LE SOCLE DE LA PAIX, DES INSTITUTIONS NATIONALES
La sécurité a toujours constitué le maillon faible de la chaîne des décisions sur la paix, la stabilité des institutions et le développement du pays. Ramener la sécurité seulement au niveau des personnalités au sommet de l’Etat pour la conservation du pouvoir a toujours été une erreur politique éléphantesque et préjudiciable à la nation. La chute de Mobutu, selon certains experts politiques, est consécutive à cette approche de ramener le système de sécurité d’un pays à sa personnalité.
Ainsi, par deux fois, la RDC a été agressée sans réussir à repousser les agresseurs. Depuis, les services de l’ordre, de l’armée, de la sécurité ont du mal à mâter toute insurrection. D’où la nécessité de procéder à la réforme de la sécurité en RDC. Une réforme qui touche les services de renseignements, l’Armée et la Police. Ces trois domaines du maintien de la paix, de la sécurité et de l’ordre constituent le socle de toute politique de stabilité et de développement national. Mais aussi des institutions nationales pour un Etat républicain, un Etat de droit.
Au départ de Sun City, alors que se clôturait le Dialogue intercongolais, certains avaient mis un accent particulier sur cette réforme de la sécurité pour disposer d’une armée réellement nationale, dissuasive et une Police également nationale à même d’assurer efficacement l’intégrité territoriale, l’ordre public et la sécurité des biens et des personnes. Malheureusement, les considérations politiciennes l’ayant remporté sur des considérations sécuritaires à cause de la boulimie du pouvoir, l’insécurité et la violence au Kivu ainsi qu’en Ituri ont démontré que l’on avait renversé l’échelle des priorités. La guerre du Nord-Kivu vient de reposer le problème et plaide justement en faveur d’une réforme de la sécurité. C’est ainsi que dans leurs résolutions et recommandations, les participants à la Conférence de Goma ont mis un accent particulier sur l’urgence et la nécessité de restructurer les services de sécurité. A savoir l’Armée, la Police et les Services de renseignements.
SORTIR DES VIEUX SENTIERS
La réforme de la sécurité se présente comme une tâche immense et difficile à la fois. A dire vrai, le processus est engagé avec la présence de l’EUPOL et de l’EUSEC, un programme de l’Union européenne. Mais apparemment, rien ne réussit encore.
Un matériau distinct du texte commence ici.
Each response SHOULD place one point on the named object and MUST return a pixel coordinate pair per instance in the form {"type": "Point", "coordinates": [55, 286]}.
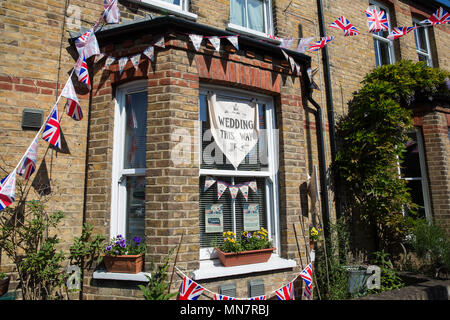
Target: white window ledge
{"type": "Point", "coordinates": [103, 275]}
{"type": "Point", "coordinates": [210, 269]}
{"type": "Point", "coordinates": [170, 8]}
{"type": "Point", "coordinates": [253, 33]}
En plus, les réticences observées jusqu’ici dans le cadre de la restructuration de l’armée, de l’intégration et la réintégration des forces armées en République démocratique du Congo pose d’énormes problèmes. Elles tiennent en premier lieu à l’approche des uns et des autres sur l’armée, les services de renseignements et de sécurité.
Au fait, en Afrique la pyramide du pouvoir s’appuie sur le fusil et l’argent. Celui qui a l’armée, a le pouvoir. Voilà qui explique souvent les causes profondes des conflits et la réticence de restructurer l’armée à l’image des armées de pays de vieille démocratie qui disposent des armées réellement nationales ; socle des institutions nationales.
Mais en Afrique, jusqu’à preuve du contraire, les armées ont une coloration tribale ou régionale, c’est selon. Elles disposent en leur sein des « unités spéciales » qui ne sont autres que des « gardes prétoriennes » pour la conservation du pouvoir. Pire, les services de sécurité constituent des « gouffres financiers » pour enrichir un clientélisme désuet. La République démocratique du Congo ne fait pas exception tant qu’elle demeure encore sur ces vieux sentiers battus.
S’il faut organiser effectivement une « Table ronde sur la sécurité » dans le but de disposer d’une armée réellement nationale, dissuasive et apolitique, le plus important consistera à sortir des vieux sentiers battus. Une tâche difficile pour autant que la transition a versé dans l’armée et la police des « forces négatives au service des ex-belligérants et groupes armés », des machines à voler, à violer, à tuer. Mais la tâche n’est pas du tout impossible. Le succès de cette réforme réside en ce changement de mentalité opposable à tous, à la volonté politique sans faille, à l’élan nationaliste de la part des autorités congolaises.